Comment on Why the slow decay of children’s handwriting skills spells trouble
Alamutjones@aussie.zone 7 months agoIt’s not just the writing they’re learning. Writing gives a consistent way to practice fine motor skills in general.
There are some fucking klutzy kids around who’ve never done much drawing or colouring, never done much craft with scissors, never played an instrument…they’ve never had all that many organically occurring opportunities to practice fine motor skills. If the only practice they get with those broad skills is writing, and then we cull the writing, when do they learn?
Marsupial@quokk.au 7 months ago
So we teach them other methods.
Fine motor skills can be taught through almost anything, it doesn’t have to be writing.

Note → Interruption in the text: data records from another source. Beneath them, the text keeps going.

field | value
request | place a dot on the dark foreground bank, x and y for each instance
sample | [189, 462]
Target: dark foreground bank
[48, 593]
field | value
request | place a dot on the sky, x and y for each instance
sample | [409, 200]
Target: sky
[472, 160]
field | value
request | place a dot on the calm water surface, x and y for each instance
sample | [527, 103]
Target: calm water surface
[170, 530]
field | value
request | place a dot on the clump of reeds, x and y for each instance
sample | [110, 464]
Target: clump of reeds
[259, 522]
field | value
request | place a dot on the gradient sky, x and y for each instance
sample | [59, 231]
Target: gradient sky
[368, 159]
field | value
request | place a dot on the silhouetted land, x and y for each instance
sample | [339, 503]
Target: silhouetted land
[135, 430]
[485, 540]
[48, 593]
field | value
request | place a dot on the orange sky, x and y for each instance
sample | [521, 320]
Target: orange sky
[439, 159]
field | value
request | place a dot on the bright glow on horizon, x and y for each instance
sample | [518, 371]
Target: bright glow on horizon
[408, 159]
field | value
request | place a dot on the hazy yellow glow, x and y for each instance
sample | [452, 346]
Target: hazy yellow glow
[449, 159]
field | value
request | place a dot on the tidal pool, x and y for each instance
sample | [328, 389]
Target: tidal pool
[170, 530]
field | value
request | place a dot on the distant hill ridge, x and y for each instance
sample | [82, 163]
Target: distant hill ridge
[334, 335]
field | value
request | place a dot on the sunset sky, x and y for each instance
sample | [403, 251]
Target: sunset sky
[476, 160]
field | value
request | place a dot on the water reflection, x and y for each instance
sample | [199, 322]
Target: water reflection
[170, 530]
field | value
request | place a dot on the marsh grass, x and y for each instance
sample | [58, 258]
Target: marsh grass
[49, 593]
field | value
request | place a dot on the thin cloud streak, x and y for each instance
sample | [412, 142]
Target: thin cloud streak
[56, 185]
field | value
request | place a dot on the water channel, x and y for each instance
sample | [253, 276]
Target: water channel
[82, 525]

Alamutjones@aussie.zone 7 months ago
That’s just it though. They’re NOT being taught through other methods. Kids are measurably getting worse at fine motor skills, and picking them up at later ages, because they’re being given fewer and fewer chances to practice. Kids are doing less drawing, less messy craft, less of just about everything hands on.
Writing is one of the few options we have that we can guarantee every child - no matter what materials they have access to at home, no matter how involved their parents may or may not be - has ample opportunity to do.
Marsupial@quokk.au 7 months ago
At least in early years education I know they’re being taught them.
As for primary aged children, we should be directing our energy into ensuring they have a wide range of opportunities to do so instead of bemoaning the lost importance of written writing.
But from what I understand, primary is trialling ECE play based learning ideas so I don’t see why they would be doing less of it?
Alamutjones@aussie.zone 7 months ago
They’re doing much, much less of it at home…which means that there are a lot of kids coming into primary school with already extant skill gaps. That’s WHY they’re trialling ECE stuff for slightly older kids - because the kids haven’t learned it yet, when they should have.